Furthermore, a new mutation P681H was identified at the S1/S2 linkage site, which is adjacent to the furin cleavage site (682–685 aa) (Huang et al., 2020; Maison et al., 2021; Wang et al., 2020c). Numerous pieces of evidence show that the furin cleavage site promotes SARS-CoV-2 to enter respiratory epithelial cells and spread in animal models, which is considered to be the key to enhance the transmission of SARS-CoV-2. However, whether P681H affects the recognition and cleavage of S1/S2 by furin protease remains to be further studied.

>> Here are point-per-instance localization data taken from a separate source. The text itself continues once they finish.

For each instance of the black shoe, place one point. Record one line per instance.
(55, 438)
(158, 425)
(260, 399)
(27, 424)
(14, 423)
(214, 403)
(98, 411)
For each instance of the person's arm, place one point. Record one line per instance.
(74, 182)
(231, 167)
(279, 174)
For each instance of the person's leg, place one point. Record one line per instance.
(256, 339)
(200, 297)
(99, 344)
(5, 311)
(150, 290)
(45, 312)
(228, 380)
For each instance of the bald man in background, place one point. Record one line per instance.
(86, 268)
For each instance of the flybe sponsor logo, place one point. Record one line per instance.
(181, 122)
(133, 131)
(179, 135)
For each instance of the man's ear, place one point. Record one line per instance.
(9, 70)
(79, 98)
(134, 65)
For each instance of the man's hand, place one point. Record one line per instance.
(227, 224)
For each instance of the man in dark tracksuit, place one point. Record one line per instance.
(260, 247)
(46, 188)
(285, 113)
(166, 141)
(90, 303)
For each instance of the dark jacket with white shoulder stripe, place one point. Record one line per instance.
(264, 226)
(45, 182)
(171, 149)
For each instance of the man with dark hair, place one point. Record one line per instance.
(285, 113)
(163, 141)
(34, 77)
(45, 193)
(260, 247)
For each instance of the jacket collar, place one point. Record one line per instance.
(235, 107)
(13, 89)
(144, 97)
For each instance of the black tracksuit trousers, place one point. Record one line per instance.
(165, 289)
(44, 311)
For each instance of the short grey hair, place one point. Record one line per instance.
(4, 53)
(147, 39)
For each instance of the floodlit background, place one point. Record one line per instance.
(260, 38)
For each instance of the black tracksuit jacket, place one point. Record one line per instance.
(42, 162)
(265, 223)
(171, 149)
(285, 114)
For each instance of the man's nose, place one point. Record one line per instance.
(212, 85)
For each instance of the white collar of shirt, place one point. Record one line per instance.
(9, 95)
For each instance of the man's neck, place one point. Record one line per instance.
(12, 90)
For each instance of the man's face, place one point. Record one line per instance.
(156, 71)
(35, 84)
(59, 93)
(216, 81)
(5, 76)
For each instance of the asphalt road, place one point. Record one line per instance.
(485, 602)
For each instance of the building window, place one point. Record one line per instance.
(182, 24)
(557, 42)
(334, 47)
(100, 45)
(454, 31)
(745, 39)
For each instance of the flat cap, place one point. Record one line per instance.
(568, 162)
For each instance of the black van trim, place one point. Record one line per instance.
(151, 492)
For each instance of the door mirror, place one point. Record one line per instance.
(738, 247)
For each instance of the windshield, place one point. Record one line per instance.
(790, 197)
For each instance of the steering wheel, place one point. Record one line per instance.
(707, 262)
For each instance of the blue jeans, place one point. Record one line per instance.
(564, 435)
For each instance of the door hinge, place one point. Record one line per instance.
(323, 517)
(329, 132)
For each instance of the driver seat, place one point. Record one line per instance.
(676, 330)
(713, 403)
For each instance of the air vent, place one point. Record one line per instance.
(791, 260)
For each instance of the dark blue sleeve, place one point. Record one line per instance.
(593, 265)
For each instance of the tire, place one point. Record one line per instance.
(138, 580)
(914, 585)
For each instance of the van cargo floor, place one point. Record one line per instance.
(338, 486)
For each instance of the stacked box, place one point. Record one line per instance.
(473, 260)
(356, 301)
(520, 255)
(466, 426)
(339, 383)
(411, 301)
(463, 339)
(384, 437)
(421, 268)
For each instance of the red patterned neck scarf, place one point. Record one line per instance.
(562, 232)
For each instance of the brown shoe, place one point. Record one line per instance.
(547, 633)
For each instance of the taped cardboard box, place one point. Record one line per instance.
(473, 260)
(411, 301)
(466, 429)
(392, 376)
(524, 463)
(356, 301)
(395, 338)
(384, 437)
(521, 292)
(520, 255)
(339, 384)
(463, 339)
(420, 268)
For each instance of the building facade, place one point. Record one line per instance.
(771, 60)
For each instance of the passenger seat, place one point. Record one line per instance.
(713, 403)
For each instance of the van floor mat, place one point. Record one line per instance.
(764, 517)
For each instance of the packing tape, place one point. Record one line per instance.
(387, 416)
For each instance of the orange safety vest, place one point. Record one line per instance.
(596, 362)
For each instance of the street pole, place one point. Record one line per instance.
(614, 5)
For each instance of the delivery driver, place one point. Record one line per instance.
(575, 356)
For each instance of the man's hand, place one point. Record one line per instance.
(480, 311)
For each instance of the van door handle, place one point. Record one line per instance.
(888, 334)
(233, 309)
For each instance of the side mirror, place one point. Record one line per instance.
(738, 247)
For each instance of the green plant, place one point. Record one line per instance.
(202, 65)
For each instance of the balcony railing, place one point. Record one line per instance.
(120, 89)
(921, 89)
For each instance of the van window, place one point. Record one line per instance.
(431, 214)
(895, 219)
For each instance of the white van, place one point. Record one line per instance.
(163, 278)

These results indicate that Δ69/Δ70, N501Y, and P681H are three key mutations in the spike protein of the N501Y strain, and their effects on virus pathogenicity, transmission, and immune escape should be further evaluated. It is worth noting that N501Y mutation was detected in four SARS-CoV-2 mutants, which appeared almost simultaneously in different countries, including B.1.1.7 (UK, mid-December 2020), B.1.351 (South Africa, late December 2020), COH.20 g/N501Y (the USA, late December 2022) and P.1 strain (501Y·V3, Brazil, January 2021), suggesting that this residue may play an important role for the virus evolution and transmission.
2.2.3. 501Y·V2
In November 2020, another SARS-CoV-2 variant similar to the N501Y mutant was detected in South Africa, which was named 501Y·V2 strain (or B.1.351 lineage). Up to now, there are three most popular variants of 501Y·V2 lineage, including 501Y·V2–1, 501Y·V2–2, and 501Y·V2–3 (Li et al., 2021; Wibmer et al., 2021; Zhou et al., 2021b). The 501Y·V2–1 was the dominant variant in the early stage of the second wave of epidemic in South Africa, which enhances ACE2 affinity through seven mutations in spike protein, D614G, D80A, D215G, R246I, E484K, N501Y, and A701V. Thereafter, two other mutations L18F and K417N were identified in 501Y·V2–1, resulting in strain 501Y·V2–2. Shortly after that, an L242–244 deletion (Δ242–244) of spike protein was deleted in the 501Y·V2–2 strain, generating the third variant 501Y·V2–3 (Tegally et al., 2021; Zhou et al., 2021b).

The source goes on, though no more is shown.